The final installment of the Coda Series (and the SCT), “Oblivion’s Gate” is definitely darker than many Star Trek novels. Our characters are struggling with loss and grief personally, collectively, and cosmically. They’re questioning their all their past decisions that have lead to to where they are, and what they could have possible done differently. They’re pondering sacrifice and love, and doubting the relevance of either when the future is so bleak. They’re wondering if the only timeline they can save – one they know absolutely nothing about – is worth the saving. Considering what we – as individuals and members of a larger society – have all been through over the last 12-18 months, these are some pretty relatable struggles.

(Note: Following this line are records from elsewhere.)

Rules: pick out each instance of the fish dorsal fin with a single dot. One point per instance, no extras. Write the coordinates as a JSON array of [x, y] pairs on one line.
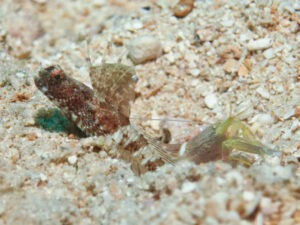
[[115, 84]]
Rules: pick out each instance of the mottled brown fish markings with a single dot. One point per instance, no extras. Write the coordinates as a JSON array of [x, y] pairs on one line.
[[93, 115], [105, 109]]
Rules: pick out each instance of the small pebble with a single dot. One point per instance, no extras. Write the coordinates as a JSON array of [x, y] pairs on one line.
[[269, 53], [263, 92], [195, 72], [188, 187], [259, 44], [231, 65], [243, 71], [211, 100], [183, 8], [144, 48], [72, 159]]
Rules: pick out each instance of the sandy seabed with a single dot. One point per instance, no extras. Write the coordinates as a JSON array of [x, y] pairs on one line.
[[239, 53]]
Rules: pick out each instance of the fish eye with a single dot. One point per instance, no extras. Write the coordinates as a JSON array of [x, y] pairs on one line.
[[56, 74]]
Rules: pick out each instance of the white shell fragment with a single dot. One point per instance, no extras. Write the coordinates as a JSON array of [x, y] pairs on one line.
[[144, 48], [211, 100], [259, 44], [72, 159]]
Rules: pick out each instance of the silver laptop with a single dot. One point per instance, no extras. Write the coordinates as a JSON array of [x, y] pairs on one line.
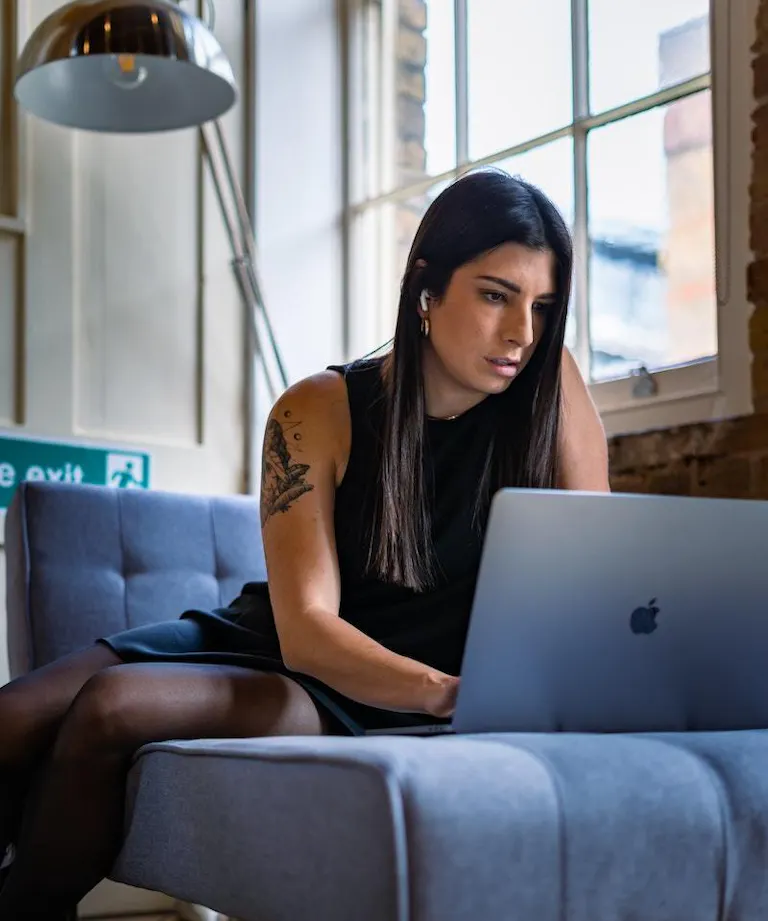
[[617, 613]]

As predicted back on book one, I was all-in on this story. Temporal incursions, multiple timelines, non-corporeal enemies that feed on energy, and universe-level stakes… It’s like this trilogy was written just for me. But in all seriousness, I was very anxious when embarking on this journey, knowing that it would result in the end of the Shared Continuity Timeline. Though I’m sad about the destination, I certainly enjoyed the trip. Each one of these was page-turner that I didn’t want to put down. The stories are engaging, and each is well written, with plenty of great character moments, plus references and Easter eggs for those of us who have been along for the ride for so many years (I mean, Star Trek: New Frontier shout outs? C’mon!).
My biggest complaint? Well, my biggest complaint is that it’s over. Just like our characters come to the realization that they have to sacrifice themselves in order to save the futures of their counterparts in the Prime Timeline, the Star Trek literary universe is being sacrificed for the future we see in Star Trek: Picard. Twenty years of world-building and character development have been “undone,” to lift a term directly from the narrative. We have to say goodbye to the characters who’ve grown so much since their last on-screen appearances, like Captain Ezri Dax of the USS Aventine, First Officer Nog of the USS Saticoy, Castellan Garak, Data and Lal, Vedek Kira… as well as the new characters we’ve only met on the page but stole our hearts nonetheless: Christine Vale, Ssura, Sam Bowers, T’Ryssa Chen, Aneta Šmrhová, and even Natasha Riker-Troi and Rene Jacques Robert Francois Picard… plus, all of the adventures of the Full Circle Fleet, lead by Admiral Janeway, in the Delta Quadrant and beyond.
We can only hope that the Prime Timeline will be worth the sacrifice.
Star Trek: Coda, Book 1: Moments Asunder by Dayton Ward was published on September 29, 2021 in paperback, ebook, and audiobook formats. It is available online or at your local retailer.
Book 2: The Ashes of Tomorrow by James Swallow was published on October 26, 2021 in paperback, ebook, and audiobook formats. It is available online or at your local retailer.
Book 3: Oblivion’s Gate by David Mack was published on November 30, 2021 in paperback, ebook, and audiobook formats. It is available online or at your local retailer.